The Bullet Point: The doctrine of lis pendens “protects the status quo of the litigants’ interest in the subject property while an action is pending.” Under R.C. 2703.26, the filing of a lawsuit concerning specific property gives notice to others of the claim alleged in the pending lawsuit and that a purchaser takes the property subject to the outcome of the lawsuit. Simply stated, while litigants are not prevented from conveying away property that is the subject of a lawsuit, the conveyed interest becomes subject-to the outcome of the pending litigation. As the court noted, lis pendens is a procedural doctrine which operates only while the action is pending. Once final judgment has been rendered, lis pendens terminates and no longer protects the litigants’ interest.
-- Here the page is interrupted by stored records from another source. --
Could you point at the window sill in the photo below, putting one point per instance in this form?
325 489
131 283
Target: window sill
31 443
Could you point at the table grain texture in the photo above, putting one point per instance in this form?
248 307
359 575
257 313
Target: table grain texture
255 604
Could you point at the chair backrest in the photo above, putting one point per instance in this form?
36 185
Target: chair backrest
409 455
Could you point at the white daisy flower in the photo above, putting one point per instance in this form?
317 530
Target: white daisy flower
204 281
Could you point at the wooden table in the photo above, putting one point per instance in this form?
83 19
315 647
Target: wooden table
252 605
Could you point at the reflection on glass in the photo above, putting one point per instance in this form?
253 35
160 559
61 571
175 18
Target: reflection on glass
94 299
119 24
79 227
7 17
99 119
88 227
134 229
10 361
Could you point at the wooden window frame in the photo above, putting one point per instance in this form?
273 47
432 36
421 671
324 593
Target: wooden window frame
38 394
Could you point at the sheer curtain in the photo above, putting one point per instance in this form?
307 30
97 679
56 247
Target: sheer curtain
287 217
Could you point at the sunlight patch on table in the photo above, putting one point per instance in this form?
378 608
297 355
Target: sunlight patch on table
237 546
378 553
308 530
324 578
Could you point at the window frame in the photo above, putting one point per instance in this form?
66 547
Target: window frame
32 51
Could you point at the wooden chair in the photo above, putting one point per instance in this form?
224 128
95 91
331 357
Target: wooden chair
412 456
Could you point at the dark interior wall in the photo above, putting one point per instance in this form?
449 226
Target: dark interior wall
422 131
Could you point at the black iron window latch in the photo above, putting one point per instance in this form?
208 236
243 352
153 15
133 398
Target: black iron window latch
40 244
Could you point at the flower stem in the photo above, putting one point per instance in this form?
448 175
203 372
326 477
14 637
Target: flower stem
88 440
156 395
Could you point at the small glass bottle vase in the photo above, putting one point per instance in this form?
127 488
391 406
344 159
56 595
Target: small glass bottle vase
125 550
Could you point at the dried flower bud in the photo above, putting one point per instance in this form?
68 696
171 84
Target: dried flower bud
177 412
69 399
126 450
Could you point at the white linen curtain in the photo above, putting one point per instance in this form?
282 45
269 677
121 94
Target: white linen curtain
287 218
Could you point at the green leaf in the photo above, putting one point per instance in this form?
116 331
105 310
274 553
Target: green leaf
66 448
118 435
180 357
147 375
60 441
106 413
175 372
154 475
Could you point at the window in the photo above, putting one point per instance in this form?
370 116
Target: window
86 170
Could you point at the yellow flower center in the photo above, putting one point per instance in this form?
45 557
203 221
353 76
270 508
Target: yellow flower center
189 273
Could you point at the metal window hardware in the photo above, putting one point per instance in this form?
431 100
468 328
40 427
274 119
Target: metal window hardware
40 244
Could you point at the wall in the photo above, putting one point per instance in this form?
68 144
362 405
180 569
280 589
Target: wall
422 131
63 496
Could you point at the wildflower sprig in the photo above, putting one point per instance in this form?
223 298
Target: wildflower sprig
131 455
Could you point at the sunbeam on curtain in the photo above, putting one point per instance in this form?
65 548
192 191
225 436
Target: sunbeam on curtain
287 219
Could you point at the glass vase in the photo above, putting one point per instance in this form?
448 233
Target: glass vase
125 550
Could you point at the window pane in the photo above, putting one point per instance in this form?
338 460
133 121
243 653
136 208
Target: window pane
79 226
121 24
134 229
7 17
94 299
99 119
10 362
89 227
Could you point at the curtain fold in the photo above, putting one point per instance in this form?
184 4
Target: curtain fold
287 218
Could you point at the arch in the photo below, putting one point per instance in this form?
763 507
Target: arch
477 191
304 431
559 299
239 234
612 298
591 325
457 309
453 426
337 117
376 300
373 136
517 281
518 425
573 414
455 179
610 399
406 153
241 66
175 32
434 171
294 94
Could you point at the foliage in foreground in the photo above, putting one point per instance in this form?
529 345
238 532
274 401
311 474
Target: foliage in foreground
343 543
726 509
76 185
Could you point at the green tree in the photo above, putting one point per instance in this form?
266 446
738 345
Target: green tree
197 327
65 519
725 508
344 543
Consequently, an aggrieved party must seek a stay of judgment pending appeal in order to reinvoke lis pendens and protect its interest in the underlying property.
CSPA
Barlow v. Gap, Inc., 8th Dist. Cuyahoga No. 109101, 2020-Ohio-4382
In this appeal, the Eighth Appellate District affirmed the trial court’s decision, agreeing that the CSPA is not a strict liability statute and that the consumer failed to prove the supplier’s signs were false, material, or misleading.
The Bullet Point: Ohio courts have not interpreted the Consumer Sales Practices Act (“CSPA”) to be a strict-liability statute and instead consider “reasonableness” when determining whether conduct violates the CSPA. Simply put, the issue of whether a supplier’s act or omission is a violation of the CSPA depends on how a reasonable consumer would view it. Under this reasonableness standard, a consumer must prove that the supplier’s conduct was deceptive under the CSPA in that it “has the tendency or capacity to mislead consumers” and is material to the decision to purchase the product or service offered for sale. Consequently, a supplier will not be liable under the CSPA unless the consumer can prove its action was false, material to consumers’ purchasing decisions, and likely to mislead a reasonable consumer.